A spokesperson for Minneapolis-based Analysts International said the company will provide staffing in a broad range of technical areas.
The company believes that its relationship with IBM going forward will be “more of a partnership and a little more strategic than it had been previously,” the spokesperson said.
Keane on July 13 announced plans to withdraw from its staff augmentation relationship with IBM.
Brian Keane, the company’s president and CEO, cited a “recent change in [IBM’s] direction” in the company’s decision to wind down the IBM work, but he did not elaborate.
Speaking during a recent earnings call, he said the move will let Keane concentrate on areas better aligned with the company’s strategy.

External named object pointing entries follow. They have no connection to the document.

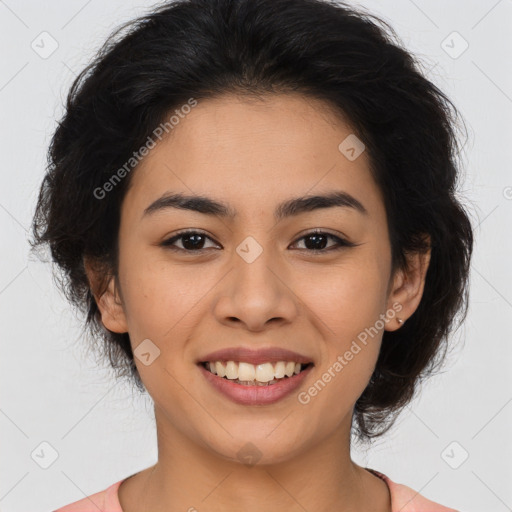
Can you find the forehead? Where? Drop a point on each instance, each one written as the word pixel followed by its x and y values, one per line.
pixel 254 152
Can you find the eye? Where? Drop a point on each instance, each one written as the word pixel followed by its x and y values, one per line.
pixel 318 240
pixel 192 241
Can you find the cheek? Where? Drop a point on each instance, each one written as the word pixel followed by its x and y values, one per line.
pixel 160 298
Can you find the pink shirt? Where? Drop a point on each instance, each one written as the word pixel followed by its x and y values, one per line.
pixel 403 499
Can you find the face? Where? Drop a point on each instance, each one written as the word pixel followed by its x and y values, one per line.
pixel 255 280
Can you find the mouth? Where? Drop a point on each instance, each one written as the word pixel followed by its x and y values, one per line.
pixel 247 374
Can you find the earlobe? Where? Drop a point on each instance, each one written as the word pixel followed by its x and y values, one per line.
pixel 107 298
pixel 408 287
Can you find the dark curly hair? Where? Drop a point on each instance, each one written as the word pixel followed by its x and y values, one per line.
pixel 350 59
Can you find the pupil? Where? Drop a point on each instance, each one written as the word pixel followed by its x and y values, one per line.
pixel 316 237
pixel 194 245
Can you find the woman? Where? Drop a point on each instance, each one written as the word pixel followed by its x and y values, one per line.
pixel 254 203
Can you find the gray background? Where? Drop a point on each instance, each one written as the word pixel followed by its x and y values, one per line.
pixel 53 392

Keane reported its current annual revenue run-rate for the IBM business at about $28 million. The company generated $40 million in IBM-related revenue last year.
John Leahy, Keane’s chief financial officer, said Keane did about $8 million in IBM business in the first quarter. Keane said during the earnings call that he expects the company’s business with IBM to drop by $1 million to $2 million per quarter.
Are the two events—Analysts International’s new contract and Keane’s departure—related?
The Analysts International spokesperson said he “knows of no such connection, nor of any reason to assume that there would be a connection.”
Keane, meanwhile, points to its recently captured $367 million contract in the Australian state of Victoria as the model for the type of business it plans to pursue. Keane will develop and manage a transportation ticketing system for Victoria. The project exemplifies the vertically oriented, integrated solutions the company now seeks to build.
Wipro Inks Embedded Linux Deal
Empower Technologies
has selected Wipro Ltd. as its authorized service provider and integrator for its embedded Linux product.
The arrangement focuses on Empower’s LDK5910, a development kit for the company’s LEO (LinuxDA Embedded O/S) for Texas Instruments’ OMAP5910 dual-core processor.
Mark Janke, a business development manager at Empower, said the development kit is designed to help hardware designers create specialized handheld devices. A customer could use Empower’s product to build, for example, a customized PDA for the medical market.
Empower reported on Monday that it had signed a letter of engagement with Wipro. Under the agreement, Empower will tap into Wipro’s outsourcing client base to promote the LDK5910.
Wipro will provide third-party development and support. In addition to consulting fees, Wipro will receive a portion of the LinuxDA Embedded OS licensing fee.
Empower in May released the LDK5910 as its latest LEO development platform.
Wipro is a member of the Embedded Linux Consortium, a vendor-neutral trade group that promotes Linux in the embedded, applied and appliance computing sectors.